As most of you know, Brooklyn turned 3 years old last week. As in, THREE YEARS OLD. That absolutely blows my mind. It amazes me how far we've come -- how far she has come -- and how life-changing and inspirational these last few years have been. So many questions have been answered; so many unknowns now known. Some of those answers have supplied more joy than I have ever experienced, but some of those answers have been heartbreaking. Some prayers have been answered the way I had hoped, but some of them have been answered in ways I have yet to understand.

It's interesting the way life goes on for everyone else after your world has been rocked. That is just the way it is, I know, but sometimes it is hard to come to terms with that fact when you are the one still dealing with the aftershocks. Most days, you can handle it and maybe even feel blessed by the impact, but there are days -- sometimes, weeks -- when the impact feels a little heavy and scary and maybe even a little unfair.

We are gearing up for Brooklyn to start preschool in a few weeks, which means school supplies and school clothes and lots of excitement. But it also means buying special leggings that will accommodate her braces, special backpacks that will securely attach to her wheelchair, and paperwork that requires me to write things like "paralyzed," "disabled," and "IEP." It also means preparing my heart for the moment when my 3 year old rolls up to a bus and waves goodbye -- a moment that feels way too soon, yet is necessary for the life I want for her.

That is hard.

And as I come to terms with all of this, she, too, is coming to terms with it. We have been talking a lot about her being a big girl now that she is 3 years old. We have ditched the binkie at night and getting ready to transition to a new big girl bed. There has also been lots of talk about big girl preschool and even a big girl dance class. All good stuff.

But then last week, she asked me on two different occasions if being a big girl meant she could stand all by herself..."like Emma."

Then, this morning, she said this to me...

"Mommy, can you get it for me? I can't reach it. I can't stand."

As her words -- "I can't stand" -- played over and over in my head, I found myself responding, "Yes you can, baby. You just need a little help."

But you know what? She can't stand. I know that. My heart knows that. And, now, she knows it too.

That is hard.

I have spent the last few years trying to pretend that this was getting easier. That I could do this...that we were going to rock this. But it isn't easy. It is hard, and honestly, it is getting harder. Physically and emotionally -- for me and for her -- it is getting harder.

And for some reason, I just needed to write that today. My heart needed to admit it, and I needed to also express it as a reminder to myself that saying it is getting harder doesn't indicate a failure on my just is what it is right now. History has shown me that God will get me through this, and in the meantime, there is no pretending necessary.

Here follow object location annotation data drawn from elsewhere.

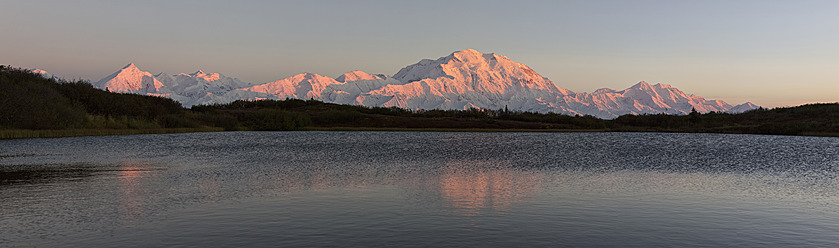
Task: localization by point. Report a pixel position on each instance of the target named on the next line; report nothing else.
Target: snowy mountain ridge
(462, 80)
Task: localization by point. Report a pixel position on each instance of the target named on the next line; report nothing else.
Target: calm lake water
(419, 189)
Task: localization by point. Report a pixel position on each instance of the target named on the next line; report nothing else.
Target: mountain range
(462, 80)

Like any mother, I am doing the best I can to give Brooklyn and Emma and Kendall what they need. And like any mother, I am also going to have seasons when it feels harder. Those seasons will come and go... and they will come and go and come and go.

Life doesn't usually get easier. I think you just get a little better at it with every step you take. Some steps will come easy, and some steps will take more effort. Sometimes you will fall, and sometimes you will come to a point where those steps are just too hard. As my rock star is teaching me, in those harder moments, you simply need to ask for help. That doesn't make you any less strong or any less able; it just makes you determined and that much closer to your destination.

We will get there, I know. She will get there, I know. But until then, will you say a little prayer for us as we navigate this tougher terrain? I coveted your prayers in our early "hard days," so I am humbly asking for those prayers again today.  Because I am ready to accept them, but mostly, because I need them.

"Do not be anxious about anything, but in every situation, by prayer and petition, with thanksgiving, present your requests to God."